Le fait religieux dans les entreprises : quel cadre légal ?

La première finalité de l’entreprise demeure d’abord et avant tout économique. Cependant, et cela a encore été rappelé récemment par notre Ministre du Travail Muriel PENICAUD, l’entreprise est également devenue un lieu de socialisation, de discussions et d’interactions puisque le salarié tend de plus en plus à être considéré non plus seulement comme une ressource humaine, mais aussi comme un individu avec une histoire, une culture, une croyance (ou une non-croyance), des convictions et des préjugés propres.

Cela ajouté à une émergence de plus en plus importante au sein de la société civile de mouvements tendant à faire reconnaître une égalité de traitement des populations (on pense naturellement à l’égalité homme/femme, mais pas que), force est de constater que l’entreprise est de plus en plus souvent confrontée à la question de l’expression des convictions religieuses de ses salariés sur leur lieu de travail.

Fort heureusement, nombre de ces situations se règlent par le dialogue. Cependant, certaines problématiques demeurent et le sujet du fait religieux en entreprise tend à devenir un sujet d’interrogations croissantes, tant pour les employeurs que pour les salariés ou les représentants du personnel.

Le fait religieux est-il visé par le Code du Travail ? 

Non : le Code du Travail ne vise pas l'acte religieux en lui-même.

Non. Aucune disposition du Code du Travail ne vise explicitement un acte religieux, pas plus le jeûne du Ramadan que celui du Carême traditionnellement respecté par les Chrétiens par exemple.
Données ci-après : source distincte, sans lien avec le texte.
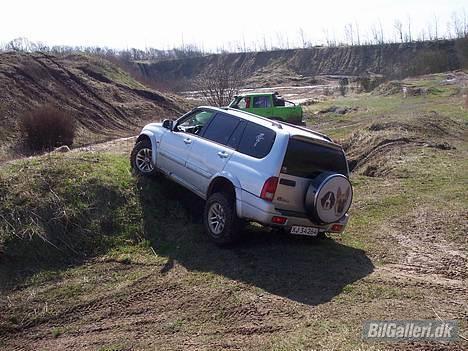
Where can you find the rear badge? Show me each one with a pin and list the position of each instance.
(279, 198)
(328, 201)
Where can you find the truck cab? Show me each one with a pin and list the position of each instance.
(270, 105)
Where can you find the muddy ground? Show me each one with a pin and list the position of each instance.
(403, 256)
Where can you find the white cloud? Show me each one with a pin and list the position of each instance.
(210, 24)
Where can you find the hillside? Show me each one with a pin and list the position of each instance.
(304, 66)
(94, 258)
(105, 101)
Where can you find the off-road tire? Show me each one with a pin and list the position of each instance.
(230, 232)
(137, 149)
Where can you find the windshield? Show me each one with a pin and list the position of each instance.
(308, 160)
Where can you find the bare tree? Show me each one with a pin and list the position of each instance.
(349, 34)
(358, 35)
(220, 83)
(398, 25)
(302, 37)
(377, 33)
(409, 35)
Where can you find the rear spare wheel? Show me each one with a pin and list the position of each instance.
(328, 197)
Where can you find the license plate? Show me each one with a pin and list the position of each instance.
(308, 231)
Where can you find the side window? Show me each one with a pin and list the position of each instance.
(236, 135)
(195, 122)
(221, 128)
(261, 101)
(256, 140)
(244, 103)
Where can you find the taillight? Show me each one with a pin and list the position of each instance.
(337, 228)
(269, 189)
(278, 220)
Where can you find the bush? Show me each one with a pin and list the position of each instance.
(46, 128)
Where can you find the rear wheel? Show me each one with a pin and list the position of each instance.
(141, 158)
(220, 219)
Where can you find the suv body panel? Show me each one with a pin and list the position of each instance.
(197, 164)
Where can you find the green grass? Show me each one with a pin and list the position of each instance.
(120, 231)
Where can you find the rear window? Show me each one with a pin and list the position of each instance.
(221, 128)
(309, 160)
(256, 140)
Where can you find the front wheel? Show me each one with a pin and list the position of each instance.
(141, 158)
(220, 219)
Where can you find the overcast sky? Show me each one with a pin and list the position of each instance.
(209, 24)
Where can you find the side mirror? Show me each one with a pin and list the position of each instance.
(168, 124)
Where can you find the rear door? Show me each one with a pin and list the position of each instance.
(211, 151)
(304, 160)
(176, 144)
(261, 105)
Cependant, si les pratiques religieuses ne sont pas visées explicitement et/ou en tant que telles par le Code du Travail, il n'en demeure pas moins vrai que plusieurs de ses dispositions trouvent à s'appliquer au salarié pratiquant. Raison pour laquelle le Ministère du Travail a publié un "Guide pratique du fait religieux dans les entreprises" en janvier 2017 (dernière mise à jour février 2018).

Mais plusieurs dispositions peuvent s'y appliquer, comme le rappelle le Guide Pratique du Fait Religieux dans les entreprises.

Qu'il s'agisse d'articles de la Constitution...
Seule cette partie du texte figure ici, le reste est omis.